It’s no secret that circuits are a very general model for computation.

Your computer’s CPU is built from tens of millions of tiny transistors, which form logical circuits that let your computer perform an extremely wide range of operations — from executing a simple multiplication in your calculator app, to complex tasks like controlling the pixels of the screen you’re reading this on.

Unless this text ever makes it to a paper version, in which case you wouldn’t be looking at pixels... But you get the point.

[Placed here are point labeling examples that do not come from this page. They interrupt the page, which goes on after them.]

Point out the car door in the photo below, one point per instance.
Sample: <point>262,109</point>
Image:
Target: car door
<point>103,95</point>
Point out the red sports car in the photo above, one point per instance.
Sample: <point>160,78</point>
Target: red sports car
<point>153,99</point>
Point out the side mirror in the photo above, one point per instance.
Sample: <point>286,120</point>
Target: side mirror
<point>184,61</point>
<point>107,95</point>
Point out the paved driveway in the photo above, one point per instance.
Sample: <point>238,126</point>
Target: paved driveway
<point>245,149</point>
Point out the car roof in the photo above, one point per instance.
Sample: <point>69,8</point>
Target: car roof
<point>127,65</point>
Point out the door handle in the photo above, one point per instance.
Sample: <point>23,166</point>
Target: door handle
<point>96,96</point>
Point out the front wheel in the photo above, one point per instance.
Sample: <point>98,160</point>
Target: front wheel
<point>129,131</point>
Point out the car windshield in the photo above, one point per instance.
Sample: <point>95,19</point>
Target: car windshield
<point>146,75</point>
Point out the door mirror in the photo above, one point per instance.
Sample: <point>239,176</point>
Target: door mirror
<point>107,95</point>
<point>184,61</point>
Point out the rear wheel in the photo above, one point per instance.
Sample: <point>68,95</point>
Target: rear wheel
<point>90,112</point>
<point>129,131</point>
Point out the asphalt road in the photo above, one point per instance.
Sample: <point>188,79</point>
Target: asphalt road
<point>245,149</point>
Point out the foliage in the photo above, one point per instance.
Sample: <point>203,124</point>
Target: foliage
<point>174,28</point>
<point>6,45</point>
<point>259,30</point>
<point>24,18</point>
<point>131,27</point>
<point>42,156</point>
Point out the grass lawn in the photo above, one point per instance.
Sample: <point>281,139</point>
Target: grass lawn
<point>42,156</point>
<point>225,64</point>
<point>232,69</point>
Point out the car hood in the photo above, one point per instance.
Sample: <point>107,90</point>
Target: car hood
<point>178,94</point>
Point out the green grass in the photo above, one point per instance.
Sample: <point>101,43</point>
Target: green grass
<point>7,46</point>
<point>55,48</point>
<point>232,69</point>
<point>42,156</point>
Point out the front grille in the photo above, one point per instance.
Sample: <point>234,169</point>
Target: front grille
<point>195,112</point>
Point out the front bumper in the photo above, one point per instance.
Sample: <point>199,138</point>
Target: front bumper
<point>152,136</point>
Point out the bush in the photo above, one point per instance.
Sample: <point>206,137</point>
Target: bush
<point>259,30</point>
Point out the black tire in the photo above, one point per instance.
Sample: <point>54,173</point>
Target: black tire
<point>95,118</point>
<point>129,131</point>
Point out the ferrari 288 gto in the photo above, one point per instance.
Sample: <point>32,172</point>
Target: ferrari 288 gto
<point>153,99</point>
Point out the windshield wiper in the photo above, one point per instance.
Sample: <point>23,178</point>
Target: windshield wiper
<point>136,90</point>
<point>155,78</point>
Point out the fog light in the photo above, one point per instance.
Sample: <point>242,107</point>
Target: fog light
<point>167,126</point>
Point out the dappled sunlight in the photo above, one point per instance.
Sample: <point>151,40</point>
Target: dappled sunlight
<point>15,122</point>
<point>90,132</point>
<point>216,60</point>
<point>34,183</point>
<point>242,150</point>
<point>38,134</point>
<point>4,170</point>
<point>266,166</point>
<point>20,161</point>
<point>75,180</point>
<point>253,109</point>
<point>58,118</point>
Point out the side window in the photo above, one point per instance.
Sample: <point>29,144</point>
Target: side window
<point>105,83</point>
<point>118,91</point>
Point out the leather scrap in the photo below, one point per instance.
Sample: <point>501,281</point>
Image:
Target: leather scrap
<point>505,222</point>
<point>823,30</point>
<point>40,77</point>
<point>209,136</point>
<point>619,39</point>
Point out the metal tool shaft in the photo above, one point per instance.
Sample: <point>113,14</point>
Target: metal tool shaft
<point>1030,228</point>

Amazing! But rather than thinking in terms of transistors and physical circuits, we’re talking math here. We’re gonna need a rigorous definition of a circuit — one we can work with in terms of our polynomials and protocols.

So, this is how we define them: a boolean circuit is a directed acyclic graph (DAG) where:

Internal nodes (called gates) represent operations ( $\textrm{AND}$ , $\textrm{OR}$ , $\textrm{NOT}$ , etc.)
Edges (or wires) carry boolean values ( $0$ or $1$ ) between gates
Input nodes have no incoming wires — they’re where we feed our data
Output nodes have no outgoing wires — they produce the final result(s)

Requiring circuits to be DAGs is essential: it establishes a flow from inputs to outputs, neatly representing a computation.

Here’s an example:

Some formulations put the negations as inputs, thus making the number of inputs a function of the original $n$ inputs. This only impacts cost analysis, but the formulation is completely equivalent!

Circuits can represent a lot of things. In this boolean form, they express logical conditions that we want to evaluate on a series of inputs. For instance: am I over 30, and am I male, and do I have a job or some other kind of source of income? That statement, we can express as a simple boolean circuit!

A representation of the above statement as a circuit

All in all, a circuit is just a static recipe for a computation with some nice properties, like being deterministic (same inputs always return the same values), and being composable (circuits can be chained together, just like in computers).

Lastly, we measure the size ( $S$ ) of a circuit by its number of gates, while the depth ( $D$ ) is the longest path from any input to any output.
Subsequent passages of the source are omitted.